Khidr est le guide caché des soufis qui erre de par le monde sous de multiples déguisements, s'efforçant d'aider les hommes.
Un jour, Khidr rencontra un homme pieux et lui dit : “Que puis-je faire pour toi ?
- Ne fais rien pour moi, dit le dévot. Mais si tu rencontres mes disciples au cours de tes voyages, aide-les.”
Khidr lui demanda :
“Comment les reconnaîtrai-je ?
- À leur nom, dit l'homme pieux, je vais te donner leur nom…
- Nous autres, habitants du monde invisible, dit Khidr, nous ne reconnaissons pas les gens à leur nom, mais à leurs qualités.
- Ça n'est pas un problème, dit l'homme pieux : je peux énoncer les qualités de mes trois disciples. Le premier est charitable, le second est sobre, le troisième est maître de lui.”
Khidr promit par ces mots :
“En tant que membre du gouvernement invisible, c'est de toute façon ma tâche de venir en aide à ces gens-là.”

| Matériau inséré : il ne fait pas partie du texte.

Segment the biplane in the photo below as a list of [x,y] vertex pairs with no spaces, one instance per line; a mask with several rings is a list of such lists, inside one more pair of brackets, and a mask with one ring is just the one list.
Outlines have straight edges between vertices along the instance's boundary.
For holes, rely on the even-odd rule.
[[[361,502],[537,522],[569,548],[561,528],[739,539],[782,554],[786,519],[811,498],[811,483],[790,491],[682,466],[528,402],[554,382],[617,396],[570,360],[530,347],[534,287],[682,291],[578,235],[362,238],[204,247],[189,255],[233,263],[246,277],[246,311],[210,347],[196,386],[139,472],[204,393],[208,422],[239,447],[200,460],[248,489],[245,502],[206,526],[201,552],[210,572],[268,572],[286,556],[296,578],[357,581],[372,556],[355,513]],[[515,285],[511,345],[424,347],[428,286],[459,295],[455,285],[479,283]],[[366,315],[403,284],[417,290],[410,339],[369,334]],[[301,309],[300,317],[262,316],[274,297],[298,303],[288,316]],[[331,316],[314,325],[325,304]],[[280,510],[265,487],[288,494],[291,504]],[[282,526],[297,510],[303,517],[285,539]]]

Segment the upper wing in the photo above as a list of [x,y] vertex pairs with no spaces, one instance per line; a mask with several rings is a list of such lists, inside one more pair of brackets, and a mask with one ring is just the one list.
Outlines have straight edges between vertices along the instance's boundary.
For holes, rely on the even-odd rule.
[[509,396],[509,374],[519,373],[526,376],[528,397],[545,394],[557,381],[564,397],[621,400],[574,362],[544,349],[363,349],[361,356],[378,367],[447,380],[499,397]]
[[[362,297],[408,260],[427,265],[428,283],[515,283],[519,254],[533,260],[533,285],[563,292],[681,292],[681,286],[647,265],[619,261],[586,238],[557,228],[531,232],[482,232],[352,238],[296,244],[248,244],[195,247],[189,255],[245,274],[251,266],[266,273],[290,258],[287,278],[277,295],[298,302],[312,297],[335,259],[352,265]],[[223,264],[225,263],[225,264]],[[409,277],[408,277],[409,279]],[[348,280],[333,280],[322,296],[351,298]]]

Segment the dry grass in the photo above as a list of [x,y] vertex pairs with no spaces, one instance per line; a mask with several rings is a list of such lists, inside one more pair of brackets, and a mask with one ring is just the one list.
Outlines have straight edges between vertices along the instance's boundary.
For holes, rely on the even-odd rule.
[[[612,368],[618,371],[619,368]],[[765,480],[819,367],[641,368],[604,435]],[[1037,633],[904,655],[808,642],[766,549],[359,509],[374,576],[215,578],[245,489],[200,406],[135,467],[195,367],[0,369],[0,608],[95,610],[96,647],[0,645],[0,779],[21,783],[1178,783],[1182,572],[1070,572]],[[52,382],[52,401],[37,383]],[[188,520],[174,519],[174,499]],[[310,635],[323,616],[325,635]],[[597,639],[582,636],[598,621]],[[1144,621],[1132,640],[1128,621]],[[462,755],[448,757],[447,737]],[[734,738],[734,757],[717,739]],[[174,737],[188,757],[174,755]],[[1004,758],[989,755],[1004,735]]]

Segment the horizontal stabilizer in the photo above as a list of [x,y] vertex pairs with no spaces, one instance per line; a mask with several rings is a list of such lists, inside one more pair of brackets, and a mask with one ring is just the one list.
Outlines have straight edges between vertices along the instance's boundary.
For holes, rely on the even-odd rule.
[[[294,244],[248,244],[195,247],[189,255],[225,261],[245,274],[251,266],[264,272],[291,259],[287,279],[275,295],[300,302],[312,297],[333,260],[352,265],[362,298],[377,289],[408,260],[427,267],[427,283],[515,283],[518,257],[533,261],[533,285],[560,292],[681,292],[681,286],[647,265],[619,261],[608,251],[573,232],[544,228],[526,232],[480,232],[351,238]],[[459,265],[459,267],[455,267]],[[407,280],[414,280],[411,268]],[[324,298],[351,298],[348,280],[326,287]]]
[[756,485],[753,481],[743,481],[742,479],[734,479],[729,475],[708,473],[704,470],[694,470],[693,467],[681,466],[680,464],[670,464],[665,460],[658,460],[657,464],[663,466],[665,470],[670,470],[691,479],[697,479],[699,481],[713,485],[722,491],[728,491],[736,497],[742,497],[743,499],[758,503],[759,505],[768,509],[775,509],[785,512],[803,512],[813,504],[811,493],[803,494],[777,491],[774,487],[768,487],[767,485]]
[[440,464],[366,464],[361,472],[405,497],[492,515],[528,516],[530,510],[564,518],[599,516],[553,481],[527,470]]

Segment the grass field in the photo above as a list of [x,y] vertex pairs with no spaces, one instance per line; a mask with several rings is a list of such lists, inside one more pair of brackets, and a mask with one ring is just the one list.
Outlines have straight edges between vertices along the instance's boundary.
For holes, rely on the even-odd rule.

Peu après, Khidr rencontra un homme sans ressources et le vit donner son dernier sou à une femme méritante. Khidr passa son chemin sans l'aider. Puis il s'arrêta un instant écouter un homme prêcher l'abstinence et prier Dieu de l'aider dans ses travaux. Khidr ne fit rien pour lui. Enfin, il vit un homme bondir de joie à la pensée d'être vivant alors même qu'il était affligé d'une terrible infirmité. Khidr ne vint pas vers lui.
Il parcourut la terre. Ce voyage achevé, il retrouva l'homme pieux, qui lui dit :
“Ton chemin a-t-il croisé celui de mes disciples, et les as-tu aidés ?
- Il m'a fallu aider, répondit Khidr, parmi tous ceux que j'ai rencontrés, ceux qui méritaient de l'être. Mais je n'ai remarqué personne qui corresponde à ta description.
- Veux-tu me décrire ceux que tu n'as pas pu aider ?” demanda le dévot.
Khidr lui parla des trois hommes.
“Mais ce sont mes trois disciples ! s'exclama le dévot.
- Si c'est là ce que tu leur as enseigné, dit Khidr, peut-être es-tu pieux, mais tu fais assurément fausse route.
“Le premier des trois a donné son dernier sou, et cela lui a fait plaisir de le donner : il a été aussitôt payé de retour. Il n'est pas charitable. Le second était abstinent, mais seulement en certains domaines : il était avide de convertir autrui et d'obtenir la faveur divine, et ne s'abstenait pas de cette avidité. Quant au troisième, il est peut-être maître de ceci ou de cela, mais il n'est certainement pas maître de lui.”